Beginning Database Design: From Novice to Professional. By Clare Churcher, Apress, 2007. Page count: 230 pages. (Here’s a link to the publisher’s site.)
My wife bought a copy of this book, and recently I took it off her bookshelf to give it a read myself.
I found the book very lucid and readable. The author does not drag us through a bunch of formalisms, nor does she attempt to force the book to be readable through the use of comics, pop-culture references, or other artificial devices. Instead, she draws on her real-life experience helping people design databases, and presents several examples that nearly anyone will understand without effort. She doesn’t rely on hard-to-understand examples such as an employee-supervisor database, which is badly overused and really not that clear anyway in my opinion.
The book begins with a guided tour of the development process, laying the foundation for understanding relational database design and approaching some topics such as initial requirements and use cases. It doesn’t spend long here, before moving on to understanding and developing a data model based on reality. Along the way, the author tackles many topics such as relationships, techniques for spotting areas where there might be ambiguities, how to explore those further and arrive at hidden requirements, and so forth.

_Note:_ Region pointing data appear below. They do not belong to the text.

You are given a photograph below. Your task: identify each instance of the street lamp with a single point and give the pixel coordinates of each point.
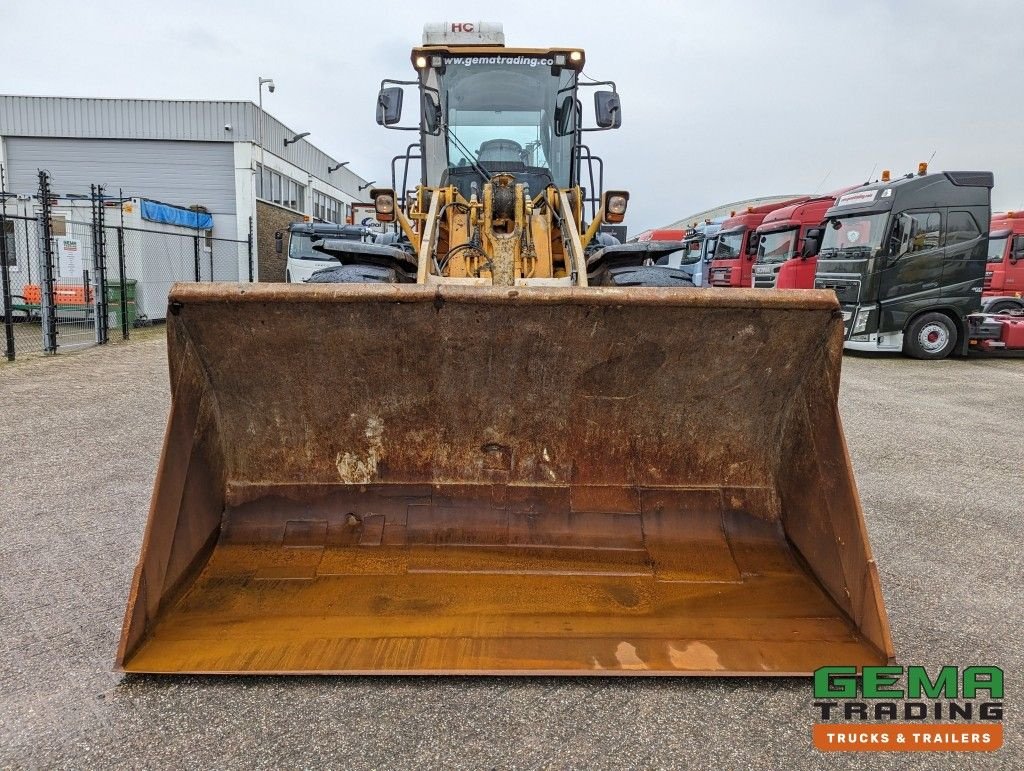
(296, 138)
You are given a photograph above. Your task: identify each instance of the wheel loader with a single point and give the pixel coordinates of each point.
(495, 440)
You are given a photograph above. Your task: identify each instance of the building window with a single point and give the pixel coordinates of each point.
(281, 189)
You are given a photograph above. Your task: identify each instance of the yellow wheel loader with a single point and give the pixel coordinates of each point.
(497, 440)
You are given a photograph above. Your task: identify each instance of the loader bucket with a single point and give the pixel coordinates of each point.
(387, 479)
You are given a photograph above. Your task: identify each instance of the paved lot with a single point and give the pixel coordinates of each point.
(937, 450)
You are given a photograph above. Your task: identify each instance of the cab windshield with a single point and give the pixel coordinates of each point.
(778, 246)
(500, 116)
(853, 237)
(729, 245)
(996, 248)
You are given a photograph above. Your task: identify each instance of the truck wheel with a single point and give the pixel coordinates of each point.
(1001, 306)
(931, 336)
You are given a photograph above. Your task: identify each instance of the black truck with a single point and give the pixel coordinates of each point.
(906, 259)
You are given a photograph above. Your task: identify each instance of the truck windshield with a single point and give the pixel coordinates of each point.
(729, 245)
(778, 246)
(693, 251)
(854, 236)
(300, 248)
(500, 113)
(996, 248)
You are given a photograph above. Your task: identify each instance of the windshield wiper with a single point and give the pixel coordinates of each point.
(851, 252)
(467, 153)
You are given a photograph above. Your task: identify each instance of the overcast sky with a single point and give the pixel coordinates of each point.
(721, 100)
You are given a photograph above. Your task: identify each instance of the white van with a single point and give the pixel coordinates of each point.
(303, 260)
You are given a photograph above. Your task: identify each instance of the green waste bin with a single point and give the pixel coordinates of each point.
(114, 303)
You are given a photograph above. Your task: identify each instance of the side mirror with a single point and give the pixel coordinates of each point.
(431, 113)
(753, 242)
(565, 117)
(812, 243)
(389, 105)
(607, 110)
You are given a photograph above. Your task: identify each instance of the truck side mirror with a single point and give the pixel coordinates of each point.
(565, 117)
(607, 110)
(431, 113)
(902, 237)
(753, 242)
(389, 105)
(812, 243)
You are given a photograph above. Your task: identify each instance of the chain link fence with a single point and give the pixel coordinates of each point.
(74, 273)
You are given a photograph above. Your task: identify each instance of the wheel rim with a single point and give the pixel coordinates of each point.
(933, 337)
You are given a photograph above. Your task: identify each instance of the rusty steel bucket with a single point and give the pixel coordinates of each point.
(415, 479)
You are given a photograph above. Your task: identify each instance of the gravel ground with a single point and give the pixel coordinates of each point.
(937, 454)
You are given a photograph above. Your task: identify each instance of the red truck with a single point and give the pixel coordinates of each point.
(781, 261)
(1004, 287)
(737, 245)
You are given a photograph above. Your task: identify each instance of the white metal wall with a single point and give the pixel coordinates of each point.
(182, 173)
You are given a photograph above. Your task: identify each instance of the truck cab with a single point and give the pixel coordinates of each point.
(1004, 287)
(303, 260)
(737, 244)
(784, 259)
(698, 247)
(906, 259)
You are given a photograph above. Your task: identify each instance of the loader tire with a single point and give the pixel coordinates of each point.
(931, 336)
(354, 274)
(649, 275)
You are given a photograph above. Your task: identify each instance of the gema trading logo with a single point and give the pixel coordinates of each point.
(887, 709)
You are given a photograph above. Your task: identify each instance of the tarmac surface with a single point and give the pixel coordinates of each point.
(937, 452)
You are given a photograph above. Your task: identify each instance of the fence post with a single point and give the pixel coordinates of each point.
(124, 284)
(8, 322)
(49, 315)
(251, 276)
(99, 264)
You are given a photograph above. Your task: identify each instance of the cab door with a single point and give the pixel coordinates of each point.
(911, 275)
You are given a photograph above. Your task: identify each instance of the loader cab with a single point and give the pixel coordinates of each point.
(906, 260)
(303, 260)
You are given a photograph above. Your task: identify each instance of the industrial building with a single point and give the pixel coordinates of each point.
(227, 158)
(727, 210)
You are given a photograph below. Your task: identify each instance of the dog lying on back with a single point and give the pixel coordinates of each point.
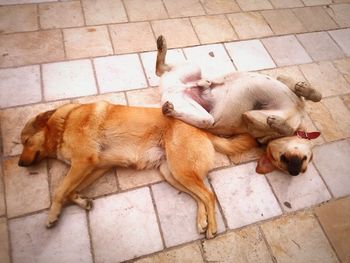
(92, 138)
(270, 110)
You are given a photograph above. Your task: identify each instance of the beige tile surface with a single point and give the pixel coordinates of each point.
(212, 29)
(146, 97)
(288, 25)
(13, 121)
(68, 241)
(98, 12)
(61, 15)
(132, 37)
(220, 6)
(322, 76)
(249, 55)
(30, 182)
(246, 245)
(141, 10)
(4, 242)
(335, 220)
(250, 192)
(177, 213)
(18, 18)
(249, 5)
(286, 50)
(132, 213)
(177, 32)
(31, 48)
(315, 18)
(130, 178)
(19, 86)
(87, 42)
(298, 238)
(250, 25)
(320, 46)
(334, 168)
(119, 73)
(68, 79)
(297, 192)
(183, 8)
(186, 254)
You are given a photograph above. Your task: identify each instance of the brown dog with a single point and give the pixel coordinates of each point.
(95, 137)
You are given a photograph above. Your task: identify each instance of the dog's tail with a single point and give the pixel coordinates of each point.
(161, 67)
(234, 145)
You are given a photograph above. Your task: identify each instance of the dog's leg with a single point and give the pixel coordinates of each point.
(201, 212)
(75, 176)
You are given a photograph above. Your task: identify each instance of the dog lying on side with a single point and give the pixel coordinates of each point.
(270, 110)
(95, 137)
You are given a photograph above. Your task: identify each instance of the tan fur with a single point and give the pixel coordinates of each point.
(95, 137)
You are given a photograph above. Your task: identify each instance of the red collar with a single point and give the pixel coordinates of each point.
(307, 135)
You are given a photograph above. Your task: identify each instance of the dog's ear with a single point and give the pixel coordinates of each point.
(264, 165)
(42, 118)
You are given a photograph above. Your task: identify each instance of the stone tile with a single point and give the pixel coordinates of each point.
(250, 192)
(286, 50)
(67, 242)
(343, 67)
(315, 18)
(342, 38)
(132, 214)
(132, 37)
(246, 245)
(32, 185)
(297, 192)
(118, 73)
(335, 220)
(142, 10)
(18, 18)
(130, 178)
(317, 2)
(219, 6)
(250, 25)
(149, 63)
(177, 213)
(105, 185)
(31, 48)
(104, 12)
(334, 167)
(213, 29)
(286, 3)
(249, 55)
(322, 76)
(61, 15)
(183, 8)
(212, 59)
(249, 5)
(177, 32)
(320, 46)
(146, 97)
(19, 86)
(340, 13)
(187, 254)
(114, 98)
(4, 242)
(288, 25)
(13, 121)
(298, 238)
(68, 79)
(87, 42)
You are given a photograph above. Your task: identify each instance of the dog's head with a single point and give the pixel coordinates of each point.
(33, 138)
(289, 154)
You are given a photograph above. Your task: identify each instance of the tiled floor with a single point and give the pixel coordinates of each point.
(56, 51)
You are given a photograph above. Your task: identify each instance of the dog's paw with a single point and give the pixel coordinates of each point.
(168, 108)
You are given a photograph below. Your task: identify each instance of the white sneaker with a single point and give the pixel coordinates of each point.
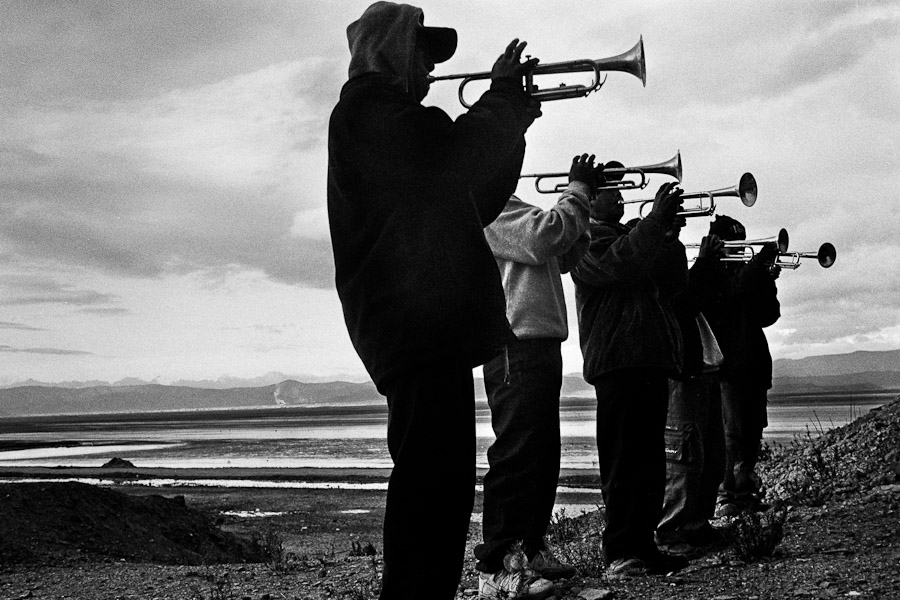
(521, 585)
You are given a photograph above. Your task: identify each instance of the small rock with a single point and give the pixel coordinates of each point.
(596, 594)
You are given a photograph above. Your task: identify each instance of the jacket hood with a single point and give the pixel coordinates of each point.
(383, 40)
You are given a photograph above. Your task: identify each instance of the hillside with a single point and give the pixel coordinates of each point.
(857, 372)
(42, 400)
(838, 364)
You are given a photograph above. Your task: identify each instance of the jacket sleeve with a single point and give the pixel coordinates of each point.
(614, 260)
(490, 135)
(526, 234)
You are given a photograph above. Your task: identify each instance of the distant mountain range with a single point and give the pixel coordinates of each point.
(857, 371)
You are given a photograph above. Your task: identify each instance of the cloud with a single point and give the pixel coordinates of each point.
(200, 179)
(138, 49)
(51, 351)
(37, 290)
(19, 326)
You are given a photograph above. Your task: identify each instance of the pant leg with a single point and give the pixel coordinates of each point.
(431, 438)
(684, 459)
(694, 457)
(520, 485)
(743, 422)
(631, 417)
(713, 448)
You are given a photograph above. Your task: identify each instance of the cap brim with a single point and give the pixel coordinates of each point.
(440, 42)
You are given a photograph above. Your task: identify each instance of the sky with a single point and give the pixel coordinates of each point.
(163, 166)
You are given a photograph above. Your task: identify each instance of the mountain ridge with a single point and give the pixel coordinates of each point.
(861, 371)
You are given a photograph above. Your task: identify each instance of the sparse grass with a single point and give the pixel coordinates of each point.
(218, 586)
(578, 541)
(756, 535)
(814, 477)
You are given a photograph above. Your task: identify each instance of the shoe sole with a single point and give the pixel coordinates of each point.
(540, 596)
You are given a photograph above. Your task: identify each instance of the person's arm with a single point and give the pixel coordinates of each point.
(526, 234)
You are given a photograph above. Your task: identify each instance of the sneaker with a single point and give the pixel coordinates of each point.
(661, 563)
(681, 549)
(622, 568)
(548, 566)
(523, 585)
(705, 536)
(728, 509)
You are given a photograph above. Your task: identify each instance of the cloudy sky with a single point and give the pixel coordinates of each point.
(162, 165)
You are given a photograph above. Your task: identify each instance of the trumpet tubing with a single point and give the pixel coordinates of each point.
(671, 167)
(781, 239)
(631, 62)
(746, 190)
(826, 255)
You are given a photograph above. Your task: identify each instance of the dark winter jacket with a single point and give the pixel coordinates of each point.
(744, 302)
(623, 292)
(409, 191)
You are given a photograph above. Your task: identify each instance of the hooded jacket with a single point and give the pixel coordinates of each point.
(409, 191)
(624, 287)
(743, 302)
(532, 246)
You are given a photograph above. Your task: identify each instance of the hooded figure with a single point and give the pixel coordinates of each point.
(409, 192)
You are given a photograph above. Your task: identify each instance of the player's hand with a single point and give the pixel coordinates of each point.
(768, 253)
(583, 170)
(711, 246)
(507, 65)
(668, 201)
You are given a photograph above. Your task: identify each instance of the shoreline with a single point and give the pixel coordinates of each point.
(567, 477)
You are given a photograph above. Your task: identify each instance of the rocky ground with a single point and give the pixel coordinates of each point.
(834, 526)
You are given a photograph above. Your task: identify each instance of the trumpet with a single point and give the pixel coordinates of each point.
(746, 190)
(782, 240)
(826, 256)
(671, 167)
(631, 62)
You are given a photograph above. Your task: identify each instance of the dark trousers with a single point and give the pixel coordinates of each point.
(631, 420)
(520, 485)
(744, 418)
(431, 438)
(695, 457)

The examples strike me as just realistic enough, just complicated enough, and just simple enough to be understandable to everyone. For example one, of the sample projects is about delivering takeout meals. Another is about sports teams. Others include taking samples of insect populations on farms. I think these examples really serve well to explain problems such as many to-many-relationships.
This book is one of the few in which I have seen chapter summaries used well. Most authors simply do not know how to summarize their own work and distill it into something that the reader will actually be able to use as a reference. This author certainly does. Her summaries are very clear and concise. They do not begin with “in this chapter, we covered…”
The book trends towards object oriented design, which is probably a good thing, considering that this model seems most suited for representing real-world concepts with which non-technical people might be familiar. However, the book does not get into elaborate explanations of UML or object notation. It explains the bare necessities of object-oriented concepts — inheritance, association, attributes, and relationships. The author also warns people away from overusing things that novices tend to rely on too much (inheritance!). I can only agree, having seen people go through this process myself.
About halfway through the book, we enter the realm of a relational schema. Up until this point in the book, everything has been about representing real-world data in the simplest and most logical model possible. Now the book shows how to go from that model to relational schema. Each of the major concepts introduced earlier in the book is explained in terms of databases, but without being tied to any particular database. The summary in this chapter is particularly useful.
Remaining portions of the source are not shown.